Urine Is Not Sterile
One of the most persistent myths about urine is that it’s sterile. This idea dates back to the 1800s, when early microbiologists like Louis Pasteur observed that sealed vials of fresh urine didn’t turn cloudy with bacterial growth. The conclusion at the time was that healthy urine contained no bacteria at all. That turned out to be wrong.
The problem was that standard lab cultures were designed to grow fast-multiplying, oxygen-loving pathogens like E. coli. Many of the bacteria naturally present in the urinary tract are slow-growing and require different conditions to detect. When researchers began using more sensitive techniques, they discovered a resident urinary microbiome, a community of bacteria that lives in the bladder and urinary tract of healthy people. For most individuals, these bacteria appear to play a protective role. Studies of women undergoing urinary procedures found that those with detectable urinary bacteria actually had better symptom outcomes and fewer post-procedure infections, suggesting certain bacterial profiles are beneficial.
Acidity and Concentration
Normal urine pH ranges from 4.6 to 8.0, making it anywhere from mildly acidic to slightly alkaline depending on what you’ve eaten. Meat-heavy diets tend to produce more acidic urine, while vegetable-rich diets push it toward the alkaline end. This matters because certain types of kidney stones form more readily at specific pH levels, which is why doctors sometimes recommend dietary changes to shift urine pH in people prone to stones.
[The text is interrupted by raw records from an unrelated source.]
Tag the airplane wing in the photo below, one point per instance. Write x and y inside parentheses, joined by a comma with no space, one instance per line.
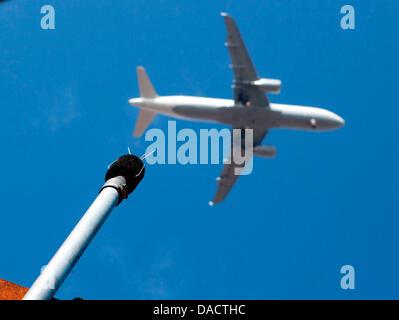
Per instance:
(243,68)
(228,177)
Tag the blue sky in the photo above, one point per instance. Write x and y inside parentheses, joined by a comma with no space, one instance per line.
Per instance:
(327,200)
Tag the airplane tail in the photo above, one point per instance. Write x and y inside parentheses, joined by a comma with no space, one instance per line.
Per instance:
(146,91)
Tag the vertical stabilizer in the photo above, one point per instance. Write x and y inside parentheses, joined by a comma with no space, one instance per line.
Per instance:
(145,85)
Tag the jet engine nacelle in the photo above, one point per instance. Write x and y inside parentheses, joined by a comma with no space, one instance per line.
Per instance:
(268,85)
(265,151)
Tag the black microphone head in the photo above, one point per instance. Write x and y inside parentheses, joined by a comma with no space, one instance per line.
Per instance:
(131,168)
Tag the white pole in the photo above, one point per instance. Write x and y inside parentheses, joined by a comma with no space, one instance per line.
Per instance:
(54,274)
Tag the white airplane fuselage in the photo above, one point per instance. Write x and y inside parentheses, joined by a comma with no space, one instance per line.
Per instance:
(225,111)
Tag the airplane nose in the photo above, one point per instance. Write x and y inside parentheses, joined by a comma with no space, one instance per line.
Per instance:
(338,121)
(135,101)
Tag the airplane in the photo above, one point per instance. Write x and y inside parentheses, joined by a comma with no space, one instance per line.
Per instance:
(250,107)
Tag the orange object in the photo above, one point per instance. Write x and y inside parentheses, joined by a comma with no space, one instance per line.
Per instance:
(11,291)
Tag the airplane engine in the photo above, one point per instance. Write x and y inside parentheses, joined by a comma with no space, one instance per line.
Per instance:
(268,85)
(265,151)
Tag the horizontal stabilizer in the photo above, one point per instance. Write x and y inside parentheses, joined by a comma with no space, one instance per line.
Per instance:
(144,119)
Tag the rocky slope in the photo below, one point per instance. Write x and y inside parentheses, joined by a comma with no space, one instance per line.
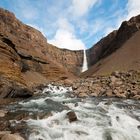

Concentration varies widely throughout the day. First-morning urine is usually the most concentrated because your kidneys continue filtering waste overnight while you’re not drinking water. After a large glass of water, urine can become almost as dilute as the water itself within an hour or two. This is why many medical urine tests specify first-morning samples, when the substances being measured are at their most detectable.